As everyone who has taken a civics course knows, Federal judges enjoy lifetime tenure for their appointments to the bench. Unlike state court judges who are subject to will of the voters, once a federal judge is confirmed by the Senate, he or she is on the bench for life.

This arrangement allows federal court judges to make rulings that elected judges would not be able to make. And so it was with a New York federal judge recently. A criminal defendant in his courtroom recently caught a huge break, on the basis of some reading the judge had apparently been doing.

A felony conviction carries serious consequences with it and, according to an influential new book, these consequences have gone too far. The author of the book makes the case that since incarcerations as a result of the War on Drugs have disproportionately affected people of color, the attendant restrictions on convicted felons upon their release amounts to a form of racially-based social control.

The federal judge with a lifetime tenure read this book, and considered what these impacts– sometimes referred to as “collateral consequences”–meant for the defendant in a smuggling case. Since the 3 ½ year prison sentence the defendant was looking at for smuggling cocaine into the country seemed excessive and inappropriate to the judge, it was significantly altered instead.

The judge sentenced the defendant to a combination of probation, home confinement, and community service. The defendant’s conviction already makes her life difficult enough going forward, the judge reasoned, and giving the defendant prison time on top of the other punishments did not serve a useful purpose.

Any defendant or attorney who sees this ruling as a ray of hope takes the judge’s decision too far.

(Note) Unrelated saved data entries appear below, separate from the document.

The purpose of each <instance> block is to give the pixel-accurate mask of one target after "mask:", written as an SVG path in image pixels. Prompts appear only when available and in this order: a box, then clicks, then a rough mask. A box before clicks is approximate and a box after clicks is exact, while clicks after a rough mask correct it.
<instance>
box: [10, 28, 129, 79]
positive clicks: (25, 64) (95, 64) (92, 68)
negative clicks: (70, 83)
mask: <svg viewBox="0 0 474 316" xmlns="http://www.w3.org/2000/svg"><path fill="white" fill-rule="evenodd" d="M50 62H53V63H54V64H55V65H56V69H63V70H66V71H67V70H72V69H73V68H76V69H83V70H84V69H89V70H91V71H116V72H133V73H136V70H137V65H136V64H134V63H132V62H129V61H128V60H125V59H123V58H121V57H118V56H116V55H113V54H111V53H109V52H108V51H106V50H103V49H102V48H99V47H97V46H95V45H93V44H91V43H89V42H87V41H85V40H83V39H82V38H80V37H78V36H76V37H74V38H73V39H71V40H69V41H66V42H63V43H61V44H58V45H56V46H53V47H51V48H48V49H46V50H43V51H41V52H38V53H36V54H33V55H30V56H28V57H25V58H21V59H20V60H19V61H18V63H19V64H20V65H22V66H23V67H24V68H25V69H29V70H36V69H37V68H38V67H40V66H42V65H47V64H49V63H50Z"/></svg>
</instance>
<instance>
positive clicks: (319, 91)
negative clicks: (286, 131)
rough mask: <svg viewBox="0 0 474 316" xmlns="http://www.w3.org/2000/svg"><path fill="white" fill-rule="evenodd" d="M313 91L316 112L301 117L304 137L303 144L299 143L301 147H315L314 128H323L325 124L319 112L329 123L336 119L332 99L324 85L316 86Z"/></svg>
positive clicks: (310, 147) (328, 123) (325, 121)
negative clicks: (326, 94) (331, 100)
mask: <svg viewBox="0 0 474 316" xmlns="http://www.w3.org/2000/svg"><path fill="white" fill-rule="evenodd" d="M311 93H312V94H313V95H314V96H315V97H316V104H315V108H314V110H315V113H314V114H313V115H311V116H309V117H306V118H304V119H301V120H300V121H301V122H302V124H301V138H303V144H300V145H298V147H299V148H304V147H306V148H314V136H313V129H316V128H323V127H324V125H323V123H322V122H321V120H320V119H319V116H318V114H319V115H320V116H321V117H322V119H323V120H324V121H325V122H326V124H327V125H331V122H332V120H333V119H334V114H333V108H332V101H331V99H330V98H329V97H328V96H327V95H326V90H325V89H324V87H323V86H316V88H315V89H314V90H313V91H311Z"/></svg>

It is unlikely that other courts will follow suit anytime soon, if at all. But allowing one defendant to avoid a lengthy prison sentence is notable, all the same.

The judge had a point to make, which mirrored the author’s thesis that the enormous level of restrictions on convicted felons–a number approaching 50,000 nationwide–is excessive and counterproductive to reincorporating felons into society. When incarceration is then added on top of these post-conviction restrictions, the judge decided it was simply too much. Since the post-conviction restrictions are going to follow the defendant for the rest of her life, the judge did an end run around the incarceration component of the sentencing, instead.

It remains to be seen whether the judge’s decision begins any sort of a wider discussion on the issue. State judges giving a sentence of this nature run the risk of being labeled by some as “soft on crime.” For that reason alone, we are unlikely to see any such sentence reduction in state-level criminal cases. But the federal judge imposing the lighter sentence decided to take this unusual step, to call attention to the restrictions that all felons face post-conviction.